Using information available, acute-care, and year-1 post-injury data, parsimonious quantitative epilepsy prediction models following msTBI may facilitate timely evidence-based PTE prognostication within a 2-year period. We developed interactive web-based tools for testing prediction model external validity among independent cohorts.

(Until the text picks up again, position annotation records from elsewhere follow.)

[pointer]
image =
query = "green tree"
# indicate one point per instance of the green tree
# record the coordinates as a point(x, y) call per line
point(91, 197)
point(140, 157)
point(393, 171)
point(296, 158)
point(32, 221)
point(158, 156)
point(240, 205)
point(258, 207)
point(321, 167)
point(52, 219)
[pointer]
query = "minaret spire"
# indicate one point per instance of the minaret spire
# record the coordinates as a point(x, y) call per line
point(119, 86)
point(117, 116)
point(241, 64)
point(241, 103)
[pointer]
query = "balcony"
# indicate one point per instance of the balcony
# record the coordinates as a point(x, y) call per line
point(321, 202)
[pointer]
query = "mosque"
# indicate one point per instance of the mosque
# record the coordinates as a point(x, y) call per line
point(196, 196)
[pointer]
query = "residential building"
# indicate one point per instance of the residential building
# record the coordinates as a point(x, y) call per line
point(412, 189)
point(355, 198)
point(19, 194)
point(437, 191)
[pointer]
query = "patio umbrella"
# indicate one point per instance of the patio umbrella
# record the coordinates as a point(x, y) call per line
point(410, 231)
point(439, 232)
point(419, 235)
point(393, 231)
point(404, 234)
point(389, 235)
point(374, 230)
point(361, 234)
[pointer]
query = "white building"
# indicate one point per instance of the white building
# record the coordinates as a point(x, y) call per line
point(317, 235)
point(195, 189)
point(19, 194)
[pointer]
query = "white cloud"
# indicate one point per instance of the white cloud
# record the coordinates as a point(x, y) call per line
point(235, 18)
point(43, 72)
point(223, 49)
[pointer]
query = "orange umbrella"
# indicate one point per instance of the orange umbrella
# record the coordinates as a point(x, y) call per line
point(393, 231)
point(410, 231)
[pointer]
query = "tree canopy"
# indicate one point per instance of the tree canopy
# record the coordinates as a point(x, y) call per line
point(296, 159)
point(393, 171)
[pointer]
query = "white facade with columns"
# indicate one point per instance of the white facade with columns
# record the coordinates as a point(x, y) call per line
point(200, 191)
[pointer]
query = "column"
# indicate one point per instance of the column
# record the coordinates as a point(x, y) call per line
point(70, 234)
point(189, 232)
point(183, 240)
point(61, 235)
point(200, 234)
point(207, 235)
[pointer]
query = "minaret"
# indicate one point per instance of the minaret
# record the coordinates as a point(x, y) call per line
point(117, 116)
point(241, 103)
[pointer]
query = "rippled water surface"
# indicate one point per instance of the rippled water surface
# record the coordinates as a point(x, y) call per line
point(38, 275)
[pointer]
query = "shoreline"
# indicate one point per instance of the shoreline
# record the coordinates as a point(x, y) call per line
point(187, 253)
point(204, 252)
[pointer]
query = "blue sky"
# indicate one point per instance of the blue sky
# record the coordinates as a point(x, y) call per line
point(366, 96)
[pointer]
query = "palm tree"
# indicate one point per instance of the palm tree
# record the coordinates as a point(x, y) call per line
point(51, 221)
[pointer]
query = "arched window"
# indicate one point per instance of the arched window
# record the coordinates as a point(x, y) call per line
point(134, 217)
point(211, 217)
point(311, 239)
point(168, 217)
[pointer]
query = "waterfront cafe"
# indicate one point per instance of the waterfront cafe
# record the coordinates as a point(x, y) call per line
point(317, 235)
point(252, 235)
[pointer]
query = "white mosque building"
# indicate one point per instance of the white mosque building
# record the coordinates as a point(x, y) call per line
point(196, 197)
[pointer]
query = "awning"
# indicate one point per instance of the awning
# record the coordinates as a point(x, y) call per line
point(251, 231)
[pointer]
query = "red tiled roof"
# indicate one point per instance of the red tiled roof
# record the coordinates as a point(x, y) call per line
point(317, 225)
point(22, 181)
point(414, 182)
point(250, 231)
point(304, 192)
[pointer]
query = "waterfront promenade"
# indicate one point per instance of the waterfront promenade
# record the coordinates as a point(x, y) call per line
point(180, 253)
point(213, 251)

Individualized PTE risk may inform clinical trial development/design and clinical decision support tools for this population.
虽然创伤性脑损伤(TBI)和创伤后癫痫(PTE)很常见,但尚无前瞻性模型可量化中重度创伤性脑损伤(msTBI)后个体的癫痫风险。我们生成了简约预测模型,以量化msTBI患者急性住院康复期至伤后2年之间的个体癫痫风险。
我们使用了创伤性脑损伤模型系统国家数据库中6089名前瞻性入组参与者(≥16岁)的数据。其中,4126名个体在伤后2年期间收集了完整的癫痫发作数据。我们进行了病例完整分析,使用最小绝对收缩和选择算子逻辑回归生成多个预测模型。基线预测指标用于评估2年癫痫发作风险(模型1)。然后在排除急性护理变量的情况下评估2年癫痫发作风险(模型2)。此外,我们生成了预测msTBI后第2年新的/复发癫痫发作的预后模型(模型3)以及仅预测第2年新癫痫发作的模型(模型4)。我们在保持特异性≥0.60时评估模型敏感性、受试者操作特征曲线下面积(AUROC)以及通过5折交叉验证(CV)的AUROC模型性能。
模型1(73.8%为男性,44.1±19.7岁,76.1%为中度TBI)在5折交叉验证中的模型敏感性 = 76.00%,平均AUROC = 0.73±0.02。模型2在5折交叉验证中的模型敏感性 = 72.16%,平均AUROC = 0.70±0.02。模型3在5折交叉验证中的敏感性 = 86.63%,平均AUROC = 0.84±0.03。模型4在5折交叉验证中的敏感性 = 73.68%,平均AUROC = 0.67±0.03。颅脑手术、急性护理期癫痫发作、颅内碎片和创伤性出血在所有模型中都是一致的预测指标。人口统计学和心理健康变量对一些模型有贡献。模拟的临床实例可对个体PTE预测进行建模。
利用现有的信息、急性护理和伤后第1年的数据,msTBI后的简约定量癫痫预测模型可能有助于在2年内及时进行基于证据的PTE预后评估。我们开发了基于网络的交互式工具,用于测试独立队列中预测模型的外部有效性。个体化的PTE风险可为该人群的临床试验开发/设计和临床决策支持工具提供参考。